Say I have some analysis that spits out a wide-form pandas dataframe with a multiindex on the index and columns. Depending on the analysis parameters, the number of columns may change. What is the best design pattern to use to store the outputs in a datajoint table? The following come to mind, each with pros and cons
- Reshape to long-form and store single entries with index x column levels as primary keys
- Pros: Preserves the ability to query/constrain based on both index and columns
- Cons: Each analysis would insert millions of rows to the table, and I may have to do hundreds of such analyses. Even adding this many rows seems to take several minutes per dataframe, and queries become slow
- Keep as wide-form and store single rows as longblob with just index levels as primary keys
- Pros: Retain ability to query based on index levels, results in tables with a more reasonable number of rows
- Cons: Loses the ability to query based on column levels, the columns would then also have to be stored somewhere to be able to reconstruct the original dataframes.

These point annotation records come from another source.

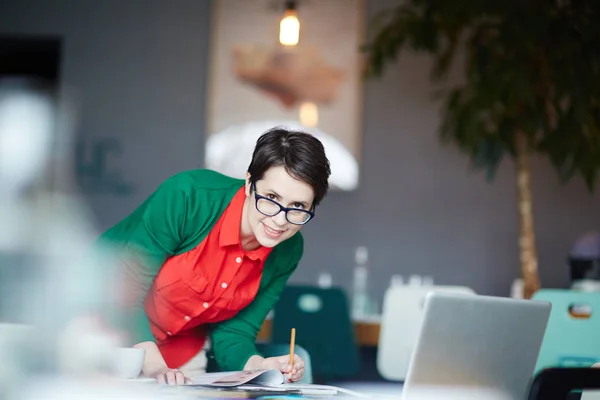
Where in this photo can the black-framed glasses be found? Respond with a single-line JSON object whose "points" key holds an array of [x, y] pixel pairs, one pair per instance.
{"points": [[271, 208]]}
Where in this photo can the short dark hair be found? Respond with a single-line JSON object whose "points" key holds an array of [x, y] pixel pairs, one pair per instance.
{"points": [[300, 153]]}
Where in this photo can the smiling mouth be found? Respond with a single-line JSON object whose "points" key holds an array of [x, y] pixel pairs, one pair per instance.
{"points": [[272, 232]]}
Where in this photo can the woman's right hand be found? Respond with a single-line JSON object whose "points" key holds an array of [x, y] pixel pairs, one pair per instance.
{"points": [[156, 367], [169, 376]]}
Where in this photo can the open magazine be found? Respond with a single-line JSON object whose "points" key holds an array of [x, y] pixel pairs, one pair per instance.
{"points": [[264, 380]]}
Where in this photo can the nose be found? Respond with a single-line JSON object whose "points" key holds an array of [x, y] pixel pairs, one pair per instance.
{"points": [[279, 219]]}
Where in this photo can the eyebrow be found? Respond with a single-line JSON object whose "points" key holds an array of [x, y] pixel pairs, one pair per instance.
{"points": [[305, 204]]}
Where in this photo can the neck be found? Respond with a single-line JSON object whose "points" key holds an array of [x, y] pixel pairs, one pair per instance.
{"points": [[247, 238]]}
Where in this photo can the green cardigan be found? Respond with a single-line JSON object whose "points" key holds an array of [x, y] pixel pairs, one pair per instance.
{"points": [[174, 220]]}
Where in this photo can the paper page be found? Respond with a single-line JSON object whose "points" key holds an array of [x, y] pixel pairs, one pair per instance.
{"points": [[237, 378]]}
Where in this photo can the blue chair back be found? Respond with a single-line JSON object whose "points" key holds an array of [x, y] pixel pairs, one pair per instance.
{"points": [[572, 337], [323, 327]]}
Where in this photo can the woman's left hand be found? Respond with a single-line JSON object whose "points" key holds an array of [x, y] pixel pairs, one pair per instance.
{"points": [[293, 372]]}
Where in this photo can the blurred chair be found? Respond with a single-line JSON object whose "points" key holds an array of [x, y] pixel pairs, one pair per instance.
{"points": [[400, 326], [572, 336], [323, 327], [275, 350]]}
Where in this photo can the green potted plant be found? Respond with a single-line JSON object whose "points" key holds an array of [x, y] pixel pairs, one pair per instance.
{"points": [[532, 86]]}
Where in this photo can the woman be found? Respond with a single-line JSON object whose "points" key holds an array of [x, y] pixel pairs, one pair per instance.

Since dataframes with different numbers of columns need to be stored in the same table, it is not feasible to explicitly encode all the columns in the table definition
- Store the dataframe itself as e.g. an h5 and store it in the database simply as a filepath or as an attachment
- Pros: Does not result in large databases, simple to implement
- Cons: Does not really feel in the "spirit" of datajoint, lose the ability to perform constraints or queries
Are there any designs or pros/cons I haven't thought of?